MessageToEagle.com – The Death Star of the movie Star Wars may be fictional, but planetary destruction is real.
The Death Star from Star Wars is one of the most frightening space stations in sci-fi history and it’s not only its huge size, which scares us.
The Death Star has the ability to destroy entire planets with its superlaser.
Astronomers have just announced that they have spotted a large, rocky object disintegrating in its death spiral around a distant white dwarf star. The discovery also confirms a long-standing theory behind the source of white dwarf “pollution” by metals.
“This is something no human has seen before,” said Andrew Vanderburg, lead author of a new study published in Nature and graduate student at the Harvard Smithsonian Center for Astrophysics.
“We’re watching a solar system gets destroyed.”
The evidence for this unique system came from NASA’s Kepler K2 mission, which monitors stars for a dip in brightness that occurs when an orbiting body crosses the star.
The data revealed a regular dip every 4.5 hours, which places the object in an orbit about 520,000 miles from the white dwarf (about twice the distance from the Earth to the Moon). It is the first planetary object to be seen transiting a white dwarf.
The white dwarf star is located about 570 light-years from Earth in the constellation Virgo.
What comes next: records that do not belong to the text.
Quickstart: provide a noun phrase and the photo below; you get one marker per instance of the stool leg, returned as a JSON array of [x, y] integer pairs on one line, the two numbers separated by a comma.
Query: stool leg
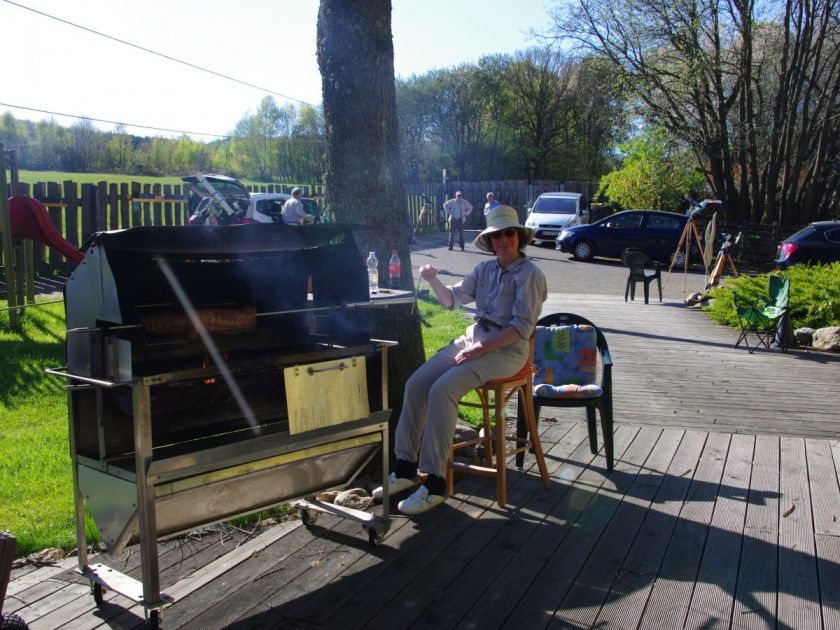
[[487, 440], [501, 448], [531, 420]]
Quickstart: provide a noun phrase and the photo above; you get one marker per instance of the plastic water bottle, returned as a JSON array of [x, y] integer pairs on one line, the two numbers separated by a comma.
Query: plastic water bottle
[[394, 270], [373, 274]]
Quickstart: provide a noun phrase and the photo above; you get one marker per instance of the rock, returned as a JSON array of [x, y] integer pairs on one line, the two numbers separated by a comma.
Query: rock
[[468, 455], [695, 298], [827, 339], [803, 336], [50, 555], [356, 498]]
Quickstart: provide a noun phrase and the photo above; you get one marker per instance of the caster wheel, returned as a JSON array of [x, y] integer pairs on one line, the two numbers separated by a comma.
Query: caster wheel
[[98, 591], [11, 621], [309, 517], [375, 537]]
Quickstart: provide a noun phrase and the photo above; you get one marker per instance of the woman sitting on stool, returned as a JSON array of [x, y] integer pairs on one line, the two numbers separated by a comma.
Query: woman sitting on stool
[[508, 292]]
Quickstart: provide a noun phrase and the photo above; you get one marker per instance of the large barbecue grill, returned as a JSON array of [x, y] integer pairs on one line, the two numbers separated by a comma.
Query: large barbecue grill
[[216, 371]]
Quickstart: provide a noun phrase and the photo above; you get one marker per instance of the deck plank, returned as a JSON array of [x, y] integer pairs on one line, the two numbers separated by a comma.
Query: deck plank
[[628, 597], [592, 586], [825, 500], [671, 593], [798, 590], [755, 594]]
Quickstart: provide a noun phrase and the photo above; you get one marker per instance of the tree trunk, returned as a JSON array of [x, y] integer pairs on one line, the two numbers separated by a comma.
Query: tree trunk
[[364, 177]]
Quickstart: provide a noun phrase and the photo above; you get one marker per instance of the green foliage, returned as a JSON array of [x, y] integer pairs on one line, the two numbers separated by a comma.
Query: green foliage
[[656, 175], [814, 296]]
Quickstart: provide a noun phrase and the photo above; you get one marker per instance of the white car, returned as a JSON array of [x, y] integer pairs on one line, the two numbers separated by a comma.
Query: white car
[[228, 202], [552, 212]]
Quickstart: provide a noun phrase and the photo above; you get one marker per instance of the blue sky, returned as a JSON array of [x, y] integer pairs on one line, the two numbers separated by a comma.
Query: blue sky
[[56, 67]]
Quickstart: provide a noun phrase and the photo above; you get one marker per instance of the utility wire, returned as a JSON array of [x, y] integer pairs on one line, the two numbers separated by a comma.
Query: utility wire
[[114, 122], [153, 52]]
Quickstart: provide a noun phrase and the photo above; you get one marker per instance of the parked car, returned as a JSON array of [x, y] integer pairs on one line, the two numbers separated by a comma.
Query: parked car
[[817, 243], [551, 213], [656, 233], [214, 192]]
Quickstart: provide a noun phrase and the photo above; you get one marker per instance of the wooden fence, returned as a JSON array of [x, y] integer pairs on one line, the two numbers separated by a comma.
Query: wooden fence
[[77, 211]]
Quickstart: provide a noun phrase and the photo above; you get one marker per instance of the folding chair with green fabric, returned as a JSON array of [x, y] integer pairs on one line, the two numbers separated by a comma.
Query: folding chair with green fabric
[[763, 316], [566, 374]]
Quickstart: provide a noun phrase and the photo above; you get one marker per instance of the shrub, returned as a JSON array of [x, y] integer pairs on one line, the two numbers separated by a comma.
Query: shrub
[[814, 296]]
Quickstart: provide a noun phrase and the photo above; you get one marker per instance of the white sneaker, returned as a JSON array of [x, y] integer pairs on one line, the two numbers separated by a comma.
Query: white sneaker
[[419, 502], [395, 484]]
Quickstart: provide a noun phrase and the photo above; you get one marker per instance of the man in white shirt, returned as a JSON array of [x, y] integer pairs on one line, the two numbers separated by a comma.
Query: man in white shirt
[[293, 210], [457, 209], [492, 202]]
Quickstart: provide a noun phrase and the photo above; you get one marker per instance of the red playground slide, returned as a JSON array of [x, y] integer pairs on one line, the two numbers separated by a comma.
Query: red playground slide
[[29, 219]]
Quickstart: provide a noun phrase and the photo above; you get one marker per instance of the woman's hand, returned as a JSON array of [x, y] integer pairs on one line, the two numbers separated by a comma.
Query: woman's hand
[[428, 273], [470, 353]]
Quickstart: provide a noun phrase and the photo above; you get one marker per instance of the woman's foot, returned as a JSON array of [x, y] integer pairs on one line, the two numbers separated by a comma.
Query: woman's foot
[[431, 494], [395, 485]]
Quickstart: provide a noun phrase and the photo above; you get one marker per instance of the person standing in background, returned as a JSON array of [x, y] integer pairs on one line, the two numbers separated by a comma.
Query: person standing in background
[[491, 203], [293, 210], [457, 210]]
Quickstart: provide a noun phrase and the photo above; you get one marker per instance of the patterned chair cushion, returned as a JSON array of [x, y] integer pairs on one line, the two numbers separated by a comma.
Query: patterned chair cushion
[[566, 362]]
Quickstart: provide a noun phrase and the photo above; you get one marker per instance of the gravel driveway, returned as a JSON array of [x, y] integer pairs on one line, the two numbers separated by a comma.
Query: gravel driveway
[[564, 275]]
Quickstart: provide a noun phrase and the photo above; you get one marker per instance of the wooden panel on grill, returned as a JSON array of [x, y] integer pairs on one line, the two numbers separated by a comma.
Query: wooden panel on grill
[[325, 394]]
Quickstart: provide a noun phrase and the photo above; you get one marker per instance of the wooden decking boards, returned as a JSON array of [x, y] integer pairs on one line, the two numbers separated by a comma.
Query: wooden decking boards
[[722, 511]]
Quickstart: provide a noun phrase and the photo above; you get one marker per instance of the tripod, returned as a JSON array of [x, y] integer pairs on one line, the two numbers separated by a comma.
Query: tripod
[[689, 232], [723, 258]]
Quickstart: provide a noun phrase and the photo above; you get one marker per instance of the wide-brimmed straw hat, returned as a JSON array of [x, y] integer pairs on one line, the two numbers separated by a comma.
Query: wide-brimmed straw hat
[[502, 218]]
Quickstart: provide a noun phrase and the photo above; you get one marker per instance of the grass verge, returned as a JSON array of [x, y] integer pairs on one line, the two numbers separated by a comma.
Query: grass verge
[[36, 497], [814, 296]]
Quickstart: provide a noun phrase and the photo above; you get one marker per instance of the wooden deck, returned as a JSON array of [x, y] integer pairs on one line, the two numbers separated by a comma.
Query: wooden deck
[[722, 511]]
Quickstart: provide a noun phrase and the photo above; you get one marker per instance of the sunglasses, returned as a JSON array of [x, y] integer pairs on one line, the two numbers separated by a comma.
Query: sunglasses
[[506, 233]]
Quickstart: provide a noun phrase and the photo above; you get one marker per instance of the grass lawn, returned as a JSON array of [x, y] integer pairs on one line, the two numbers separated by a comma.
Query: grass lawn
[[35, 474], [36, 503]]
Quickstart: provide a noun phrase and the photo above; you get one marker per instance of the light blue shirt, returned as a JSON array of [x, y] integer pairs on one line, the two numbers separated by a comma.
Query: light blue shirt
[[507, 297]]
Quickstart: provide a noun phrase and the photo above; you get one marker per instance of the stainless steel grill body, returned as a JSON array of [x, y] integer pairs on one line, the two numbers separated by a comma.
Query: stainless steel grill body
[[171, 433]]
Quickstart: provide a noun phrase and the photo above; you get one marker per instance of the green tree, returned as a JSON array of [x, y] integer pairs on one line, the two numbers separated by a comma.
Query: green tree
[[752, 88], [656, 174], [119, 154], [363, 170]]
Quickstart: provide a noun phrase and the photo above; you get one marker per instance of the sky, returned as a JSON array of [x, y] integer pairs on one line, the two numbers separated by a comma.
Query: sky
[[270, 44]]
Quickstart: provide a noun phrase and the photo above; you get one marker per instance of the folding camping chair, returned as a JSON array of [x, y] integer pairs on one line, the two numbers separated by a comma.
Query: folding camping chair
[[764, 316]]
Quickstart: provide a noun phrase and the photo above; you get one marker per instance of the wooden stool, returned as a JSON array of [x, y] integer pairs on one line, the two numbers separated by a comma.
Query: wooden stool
[[496, 449]]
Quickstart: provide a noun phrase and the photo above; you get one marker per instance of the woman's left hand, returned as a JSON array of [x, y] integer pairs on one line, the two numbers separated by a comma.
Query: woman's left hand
[[470, 353]]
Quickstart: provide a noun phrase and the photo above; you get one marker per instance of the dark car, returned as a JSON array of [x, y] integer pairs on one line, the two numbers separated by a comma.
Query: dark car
[[817, 243], [656, 233]]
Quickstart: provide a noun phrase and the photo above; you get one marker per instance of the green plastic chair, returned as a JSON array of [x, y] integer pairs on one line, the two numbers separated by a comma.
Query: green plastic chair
[[602, 403], [763, 316]]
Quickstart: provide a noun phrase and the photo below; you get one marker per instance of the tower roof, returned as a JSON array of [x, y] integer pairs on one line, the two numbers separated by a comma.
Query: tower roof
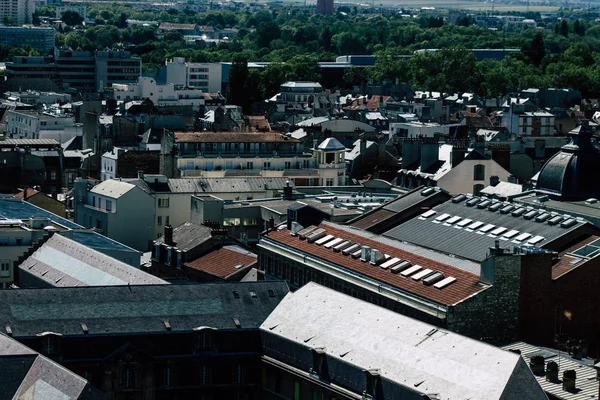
[[331, 144], [570, 173]]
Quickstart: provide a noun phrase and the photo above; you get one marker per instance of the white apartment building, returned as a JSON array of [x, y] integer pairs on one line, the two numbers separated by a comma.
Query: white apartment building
[[34, 125], [19, 12], [161, 95], [267, 155]]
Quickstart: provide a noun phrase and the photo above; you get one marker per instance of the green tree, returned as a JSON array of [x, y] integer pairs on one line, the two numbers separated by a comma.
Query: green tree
[[71, 18], [238, 75], [535, 51]]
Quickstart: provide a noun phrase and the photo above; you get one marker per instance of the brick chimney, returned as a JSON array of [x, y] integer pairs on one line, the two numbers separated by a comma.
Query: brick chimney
[[569, 380], [169, 235], [536, 363]]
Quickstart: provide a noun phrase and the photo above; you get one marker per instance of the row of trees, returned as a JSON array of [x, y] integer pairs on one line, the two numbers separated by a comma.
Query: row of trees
[[294, 40]]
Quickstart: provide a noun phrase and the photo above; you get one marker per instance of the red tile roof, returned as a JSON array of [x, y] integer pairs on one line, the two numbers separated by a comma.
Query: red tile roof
[[222, 262], [466, 285]]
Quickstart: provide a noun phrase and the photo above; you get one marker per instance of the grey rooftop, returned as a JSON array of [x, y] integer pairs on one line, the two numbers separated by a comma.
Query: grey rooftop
[[413, 358], [142, 309]]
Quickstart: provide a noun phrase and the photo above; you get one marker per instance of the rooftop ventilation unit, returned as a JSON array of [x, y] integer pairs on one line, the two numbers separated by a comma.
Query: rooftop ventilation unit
[[342, 246], [377, 257], [518, 212], [357, 253], [452, 220], [333, 243], [400, 267], [433, 278], [472, 202], [484, 204], [442, 217], [304, 232], [296, 227], [487, 228], [350, 249], [569, 223], [428, 214], [495, 207], [365, 253], [422, 274], [475, 225], [555, 220], [522, 237], [324, 240], [411, 270], [315, 235], [463, 223], [444, 282], [542, 217], [391, 263], [506, 209], [535, 240], [459, 198], [510, 234], [427, 192], [498, 231]]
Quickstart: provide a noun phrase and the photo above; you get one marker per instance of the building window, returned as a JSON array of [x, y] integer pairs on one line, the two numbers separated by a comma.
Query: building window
[[50, 344], [479, 172], [205, 339], [169, 376], [5, 268], [163, 203], [239, 374], [128, 378], [205, 375]]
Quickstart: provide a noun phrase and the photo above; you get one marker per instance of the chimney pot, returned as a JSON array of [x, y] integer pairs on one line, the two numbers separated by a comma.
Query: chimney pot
[[569, 380], [536, 363]]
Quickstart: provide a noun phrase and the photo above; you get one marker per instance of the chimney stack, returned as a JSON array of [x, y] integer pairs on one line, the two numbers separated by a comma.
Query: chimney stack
[[552, 372], [569, 379], [287, 190], [169, 235], [536, 363]]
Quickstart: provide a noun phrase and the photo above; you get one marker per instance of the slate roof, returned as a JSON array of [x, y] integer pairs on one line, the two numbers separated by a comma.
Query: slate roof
[[586, 384], [213, 185], [134, 309], [414, 359], [112, 188], [29, 375], [400, 204], [19, 209], [233, 137], [331, 144], [466, 285], [224, 261], [472, 243], [62, 262], [188, 236]]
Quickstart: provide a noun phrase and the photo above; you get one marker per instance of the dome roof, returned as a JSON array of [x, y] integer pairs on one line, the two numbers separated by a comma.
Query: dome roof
[[571, 174], [331, 144]]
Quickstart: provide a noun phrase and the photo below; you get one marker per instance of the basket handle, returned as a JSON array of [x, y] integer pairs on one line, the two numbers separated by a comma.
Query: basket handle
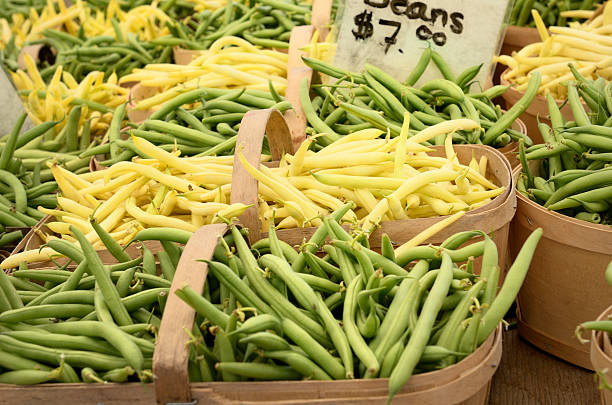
[[171, 353], [321, 15], [296, 71], [253, 127]]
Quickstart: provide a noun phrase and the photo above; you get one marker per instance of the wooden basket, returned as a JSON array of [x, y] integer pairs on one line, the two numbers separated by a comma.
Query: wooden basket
[[32, 240], [320, 19], [510, 151], [139, 92], [466, 383], [492, 218], [516, 38], [537, 110], [565, 284], [601, 355]]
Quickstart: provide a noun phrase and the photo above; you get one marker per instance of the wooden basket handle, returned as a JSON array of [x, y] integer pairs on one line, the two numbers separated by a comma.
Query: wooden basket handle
[[171, 353], [253, 127], [296, 71], [321, 16]]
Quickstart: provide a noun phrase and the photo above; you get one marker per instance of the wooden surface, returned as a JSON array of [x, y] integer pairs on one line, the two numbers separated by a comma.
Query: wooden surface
[[529, 376]]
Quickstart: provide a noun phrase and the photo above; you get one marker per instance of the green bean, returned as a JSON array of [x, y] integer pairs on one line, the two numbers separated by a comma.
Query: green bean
[[312, 117], [359, 346], [45, 311], [164, 234], [202, 306], [77, 358], [421, 333], [278, 302], [9, 147], [63, 341], [299, 363], [512, 282], [258, 371], [313, 349], [111, 296], [517, 109], [241, 291], [21, 200], [29, 377], [420, 67]]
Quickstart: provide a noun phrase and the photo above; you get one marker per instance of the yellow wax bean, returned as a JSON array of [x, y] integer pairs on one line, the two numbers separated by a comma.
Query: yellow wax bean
[[58, 227], [296, 168], [400, 151], [209, 178], [28, 256], [74, 207], [335, 160], [376, 215], [359, 182], [432, 161], [363, 135], [476, 196], [167, 206], [156, 220], [413, 200], [101, 187], [446, 127], [118, 198], [232, 211], [589, 36], [540, 25], [204, 209], [287, 223], [396, 208], [428, 233], [166, 157], [152, 173]]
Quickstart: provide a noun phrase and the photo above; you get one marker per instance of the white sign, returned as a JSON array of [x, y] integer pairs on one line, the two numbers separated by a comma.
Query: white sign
[[392, 34], [11, 106]]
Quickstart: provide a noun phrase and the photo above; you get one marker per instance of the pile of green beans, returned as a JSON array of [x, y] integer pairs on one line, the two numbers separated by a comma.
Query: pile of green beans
[[98, 322], [25, 180], [267, 23], [574, 176], [374, 99], [603, 326], [550, 11], [79, 56], [268, 312], [210, 128]]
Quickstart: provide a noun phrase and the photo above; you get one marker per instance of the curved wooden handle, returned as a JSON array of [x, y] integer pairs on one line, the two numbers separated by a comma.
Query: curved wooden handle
[[253, 127], [296, 71], [171, 353], [321, 16]]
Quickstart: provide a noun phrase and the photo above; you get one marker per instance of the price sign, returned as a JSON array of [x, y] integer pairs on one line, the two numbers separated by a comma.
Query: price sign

When a Sun-like star reaches the end of its life, it swells into a red giant and sloughs off its outer layers. The hot, Earth-sized core that remains is a white dwarf star, and generally consists of carbon and oxygen with a thin hydrogen or helium shell.
Sometimes, though, astronomers find a white dwarf that shows signs of heavier elements like silicon and iron in its light spectrum. This is a mystery because a white dwarf’s strong gravity should quickly submerge these metals.
“It’s like panning for gold – the heavy stuff sinks to the bottom. These metals should sink into the white dwarf’s interior where we can’t see them,” explains Harvard co-author John Johnson (CfA).
“We now have a ‘smoking gun’ linking white dwarf pollution to the destruction of rocky planets,” says Vanderburg.
Vanderburg and his colleagues made additional observations using a number of ground-based facilities: the 1.2-meter and MINERVA telescopes at Whipple Observatory, the MMT, MEarth-South, and Keck.